There are anti-patterns and non-optimal settings for uploading data. They don’t guarantee acceptable data uploading performance.
To accelerate data uploads, consider the following recommendations:
- Shard a table when creating it. This lets you effectively use the system bandwidth as soon as you start uploading data.
By default, a new table consists of a single shard. YDB supports automatic table sharding by data volume. This means that a table shard is divided into two shards when it reaches a certain size.
The acceptable size for splitting a table shard is 2 GB. As the number of shards grows, the data upload bandwidth increases, but it remains low for some time at first.

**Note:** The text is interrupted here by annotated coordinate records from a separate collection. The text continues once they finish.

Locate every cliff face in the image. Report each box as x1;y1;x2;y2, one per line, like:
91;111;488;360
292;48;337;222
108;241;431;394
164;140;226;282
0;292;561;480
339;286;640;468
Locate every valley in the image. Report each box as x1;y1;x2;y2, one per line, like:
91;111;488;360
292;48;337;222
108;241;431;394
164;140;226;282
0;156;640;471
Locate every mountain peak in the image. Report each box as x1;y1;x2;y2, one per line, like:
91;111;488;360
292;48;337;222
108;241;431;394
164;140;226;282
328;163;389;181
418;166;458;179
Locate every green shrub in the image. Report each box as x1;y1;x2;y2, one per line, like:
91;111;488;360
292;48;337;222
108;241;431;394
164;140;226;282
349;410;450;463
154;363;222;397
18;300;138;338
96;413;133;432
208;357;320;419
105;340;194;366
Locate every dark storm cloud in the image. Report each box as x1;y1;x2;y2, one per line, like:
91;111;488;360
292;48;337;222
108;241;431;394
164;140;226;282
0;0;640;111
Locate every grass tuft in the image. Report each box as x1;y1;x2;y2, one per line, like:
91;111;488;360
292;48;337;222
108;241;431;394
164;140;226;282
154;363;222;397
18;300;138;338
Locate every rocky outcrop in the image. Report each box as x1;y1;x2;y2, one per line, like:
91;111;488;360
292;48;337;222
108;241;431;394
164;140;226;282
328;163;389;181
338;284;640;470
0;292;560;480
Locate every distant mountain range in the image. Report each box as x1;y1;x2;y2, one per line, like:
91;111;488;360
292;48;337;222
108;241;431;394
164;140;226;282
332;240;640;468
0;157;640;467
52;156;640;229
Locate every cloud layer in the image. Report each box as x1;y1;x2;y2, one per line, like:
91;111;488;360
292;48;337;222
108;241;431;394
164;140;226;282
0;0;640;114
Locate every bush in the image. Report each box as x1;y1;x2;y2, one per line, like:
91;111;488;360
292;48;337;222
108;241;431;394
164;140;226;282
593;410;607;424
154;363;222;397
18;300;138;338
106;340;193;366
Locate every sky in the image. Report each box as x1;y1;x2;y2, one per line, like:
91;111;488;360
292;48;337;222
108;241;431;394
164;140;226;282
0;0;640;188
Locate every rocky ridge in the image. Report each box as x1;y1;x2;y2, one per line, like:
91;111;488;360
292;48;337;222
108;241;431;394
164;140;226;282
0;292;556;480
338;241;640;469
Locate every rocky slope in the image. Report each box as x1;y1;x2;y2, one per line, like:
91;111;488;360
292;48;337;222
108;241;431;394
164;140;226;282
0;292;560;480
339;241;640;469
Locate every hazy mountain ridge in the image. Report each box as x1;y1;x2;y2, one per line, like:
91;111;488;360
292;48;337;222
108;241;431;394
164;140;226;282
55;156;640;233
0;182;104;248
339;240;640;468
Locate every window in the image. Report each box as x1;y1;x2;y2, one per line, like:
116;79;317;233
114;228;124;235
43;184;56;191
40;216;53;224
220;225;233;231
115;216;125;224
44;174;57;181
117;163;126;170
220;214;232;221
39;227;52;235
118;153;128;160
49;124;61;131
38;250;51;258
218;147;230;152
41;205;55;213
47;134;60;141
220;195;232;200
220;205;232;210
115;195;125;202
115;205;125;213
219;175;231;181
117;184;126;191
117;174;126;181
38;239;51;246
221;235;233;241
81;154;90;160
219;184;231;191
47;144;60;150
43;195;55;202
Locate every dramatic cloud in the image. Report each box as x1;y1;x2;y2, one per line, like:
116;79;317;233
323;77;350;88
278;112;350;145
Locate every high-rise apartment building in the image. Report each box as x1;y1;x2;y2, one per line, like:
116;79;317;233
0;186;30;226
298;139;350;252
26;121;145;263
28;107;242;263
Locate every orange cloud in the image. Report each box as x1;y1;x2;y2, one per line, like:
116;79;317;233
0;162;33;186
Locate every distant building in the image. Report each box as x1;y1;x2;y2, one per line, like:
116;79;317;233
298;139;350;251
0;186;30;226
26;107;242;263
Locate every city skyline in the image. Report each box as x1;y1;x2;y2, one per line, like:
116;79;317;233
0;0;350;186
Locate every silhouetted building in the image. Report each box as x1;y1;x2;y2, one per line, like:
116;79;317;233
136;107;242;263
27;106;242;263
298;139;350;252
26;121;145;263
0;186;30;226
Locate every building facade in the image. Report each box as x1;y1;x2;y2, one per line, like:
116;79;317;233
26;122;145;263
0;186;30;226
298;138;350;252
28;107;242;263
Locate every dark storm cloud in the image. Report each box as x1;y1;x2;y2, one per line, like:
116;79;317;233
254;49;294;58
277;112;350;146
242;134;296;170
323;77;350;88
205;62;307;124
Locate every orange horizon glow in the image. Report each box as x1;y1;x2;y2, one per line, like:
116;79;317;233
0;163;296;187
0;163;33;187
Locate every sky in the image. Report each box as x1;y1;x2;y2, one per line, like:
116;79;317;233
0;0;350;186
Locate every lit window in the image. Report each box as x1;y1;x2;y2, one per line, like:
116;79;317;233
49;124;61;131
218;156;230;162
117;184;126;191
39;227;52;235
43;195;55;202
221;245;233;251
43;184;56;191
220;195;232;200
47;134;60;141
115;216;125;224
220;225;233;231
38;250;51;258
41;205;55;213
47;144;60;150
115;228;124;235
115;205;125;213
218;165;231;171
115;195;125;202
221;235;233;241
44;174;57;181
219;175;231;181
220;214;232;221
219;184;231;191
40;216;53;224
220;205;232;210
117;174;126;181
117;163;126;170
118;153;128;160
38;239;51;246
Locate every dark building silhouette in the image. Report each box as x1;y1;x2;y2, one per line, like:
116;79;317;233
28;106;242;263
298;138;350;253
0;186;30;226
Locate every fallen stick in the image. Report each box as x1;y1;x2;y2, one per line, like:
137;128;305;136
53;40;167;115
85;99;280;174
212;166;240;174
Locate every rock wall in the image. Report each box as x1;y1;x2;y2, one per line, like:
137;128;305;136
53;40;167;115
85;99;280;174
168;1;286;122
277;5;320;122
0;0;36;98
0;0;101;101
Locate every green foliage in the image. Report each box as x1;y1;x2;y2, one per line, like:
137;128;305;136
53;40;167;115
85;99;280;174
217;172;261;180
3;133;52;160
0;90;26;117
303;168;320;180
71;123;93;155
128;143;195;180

Therefore, when uploading a large amount of data for the first time, we recommend initially creating a table with the desired number of shards. You can calculate the number of shards based on 1 GB of data per shard in a resulting set. - Insert multiple rows in each transaction to reduce the overhead of the transactions themselves.
Each transaction in YDB has some overhead. To reduce the total overhead, you should make transactions that insert multiple rows. Good performance indicators terminate a transaction when it reaches 1 MB of data or 100,000 rows.
When uploading data, avoid transactions that insert a single row. - Within each transaction, insert rows from the primary key-sorted set to minimize the number of shards that the transaction affects.
In YDB, transactions that span multiple shards have higher overhead compared to transactions that involve exactly one shard. Moreover, this overhead increases with the growing number of table shards involved in the transaction.
We recommend selecting rows to be inserted in a particular transaction so that they’re located in a small number of shards, ideally, in one. - If you need to push data to multiple tables, we recommend pushing data to a single table within a single query.
- If you need to push data to a table with a synchronous secondary index, we recommend that you first push data to a table and, when done, build a secondary index.
- You should avoid writing data sequentially in ascending or descending order of the primary key.
Writing data to a table with a monotonically increasing key causes all new data to be written to the end of the table, since all tables in YDB are sorted by ascending primary key. As YDB splits table data into shards based on key ranges, inserts are always processed by the same server that is responsible for the “last” shard. Concentrating the load on a single server results in slow data uploading and inefficient use of a distributed system. - Some use cases require writing the initial data (often large amounts) to a table before enabling OLTP workloads. In this case, transactionality at the level of individual queries is not required and you can use
BulkUpsert
calls in the API and SDK. Since no transactionality is used, this approach has much lower overhead as compared to YQL queries. In case of a successful response to the query, theBulkUpsert
method guarantees that all data added within this query is committed.
Warning
The BulkUpsert
method isn’t supported on tables with secondary indexes.
We recommend the following algorithm for efficiently uploading data to YDB:
- Create a table with the desired number of shards based on 1 GB of data per shard.
- Sort the source data set by the expected primary key.
- Partition the resulting data set by the number of shards in the table. Each part will contain a set of consecutive rows.
- Upload the resulting parts to the table shards concurrently.
- Make a
COMMIT
after every 100,000 rows or 1 MB of data.